We're having a heatwave, a not-tropical heatwave....or, in Hebrew, a sha-rav. (hamsim in Arabic.) It's is hot and I LOVE IT. We had a trip to Tel Aviv yesterday and I stayed overnight with my friend Alix...had some good Asian food and caught a movie. It's great to be in a REAL city.

What do I mean? You mean Jerusalem isn't real? Well, Tel Aviv is hip and has urban energy and rough edges and the beach; Jerusalem is holy and up in the hills and pretty and religious and has the Old City and. . . It is really two quite different cultures....And it's nice to have the yin and yang of Jerusalem and Tel Aviv so close together. I hope to spend some more time in Tel Aviv before my time here is up...but...the weather's better up here in Jerusalem. We get dry hot air..they get hot humid air. So once it's humid. . .Of course the Tel Avivians are not so broken up about the Starbucks thing and point to it as a point of pride that they have their local hangouts and don't need the American import (of course, don't ask them about their love for American clothing, movies, music, television, etc. . .we're not looking at consistency here.)

Right now the big change is underway in our grocery stores as Pesach food is now everywhere. . . and in Israel, the stores change completely. There's sales on cleaning supplies everywhere...it's really another example of how we run on the Jewish calendar.

Next week (Friday) we're going on another tiyuul, this time to the Negev in the south. I'm looking forward to it, as Yuval is coming with me, too. We get back on Monday and then our Passover break starts. So. . .time to get those papers done!

And right now, nap time!

Tuesday, April 01, 2003

Yom Shilishi, Tuesday

Of course, it's not just about the coffee: another 120 people will be out of work as of Friday and it's not so easy finding a job here.

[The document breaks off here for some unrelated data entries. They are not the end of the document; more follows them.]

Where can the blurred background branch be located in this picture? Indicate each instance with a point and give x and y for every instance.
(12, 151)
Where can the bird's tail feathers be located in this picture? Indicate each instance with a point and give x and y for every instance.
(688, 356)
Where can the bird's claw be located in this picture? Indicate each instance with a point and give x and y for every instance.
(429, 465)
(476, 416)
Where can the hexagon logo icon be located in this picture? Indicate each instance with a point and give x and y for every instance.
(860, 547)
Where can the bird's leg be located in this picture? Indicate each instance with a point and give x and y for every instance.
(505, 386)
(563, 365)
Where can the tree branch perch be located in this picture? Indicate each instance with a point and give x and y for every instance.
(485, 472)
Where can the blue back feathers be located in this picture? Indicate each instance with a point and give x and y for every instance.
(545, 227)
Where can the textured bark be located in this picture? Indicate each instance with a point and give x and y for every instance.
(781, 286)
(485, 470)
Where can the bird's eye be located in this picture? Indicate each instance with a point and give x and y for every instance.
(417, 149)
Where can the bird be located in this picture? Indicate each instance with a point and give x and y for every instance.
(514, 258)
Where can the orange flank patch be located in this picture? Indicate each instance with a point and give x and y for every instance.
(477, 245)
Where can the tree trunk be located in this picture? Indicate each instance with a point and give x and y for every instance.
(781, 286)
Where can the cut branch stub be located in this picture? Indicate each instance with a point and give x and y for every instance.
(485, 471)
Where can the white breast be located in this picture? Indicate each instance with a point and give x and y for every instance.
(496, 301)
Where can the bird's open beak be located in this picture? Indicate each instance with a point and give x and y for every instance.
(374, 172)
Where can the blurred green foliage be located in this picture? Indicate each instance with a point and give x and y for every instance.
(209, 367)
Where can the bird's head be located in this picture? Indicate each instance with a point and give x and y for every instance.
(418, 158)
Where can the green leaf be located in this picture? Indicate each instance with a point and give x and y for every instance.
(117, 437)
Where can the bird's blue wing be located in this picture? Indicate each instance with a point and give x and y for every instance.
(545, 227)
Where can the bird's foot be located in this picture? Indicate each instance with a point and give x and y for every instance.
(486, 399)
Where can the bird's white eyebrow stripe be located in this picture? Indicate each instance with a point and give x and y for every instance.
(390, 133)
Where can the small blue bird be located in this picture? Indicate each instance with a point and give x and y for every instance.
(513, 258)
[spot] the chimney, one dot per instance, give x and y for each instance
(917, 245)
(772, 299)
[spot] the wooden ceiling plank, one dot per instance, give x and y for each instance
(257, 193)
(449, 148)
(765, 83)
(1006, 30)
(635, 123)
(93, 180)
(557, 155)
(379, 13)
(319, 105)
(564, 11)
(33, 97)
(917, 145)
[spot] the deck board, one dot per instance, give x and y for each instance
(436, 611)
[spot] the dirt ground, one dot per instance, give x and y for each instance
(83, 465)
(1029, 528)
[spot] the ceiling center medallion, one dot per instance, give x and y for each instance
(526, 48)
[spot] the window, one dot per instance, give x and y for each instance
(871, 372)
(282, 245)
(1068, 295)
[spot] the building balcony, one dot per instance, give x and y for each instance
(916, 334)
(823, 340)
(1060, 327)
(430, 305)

Spring is just amazing. It got really warm today and it feels great. Tulips are up, trees are flowering, the sun is out, and it really improved my mood! Tomorrow it's off to Tel Aviv; I'm going to stay over and visit a friend. Coming back to Jerusalem on Thursday morning.

Other than that, the clock continues to count down to the end of the school year. . .I'm continunig to work on my research papers and trying to stay motivated. But spring fever...well, it's beautiful!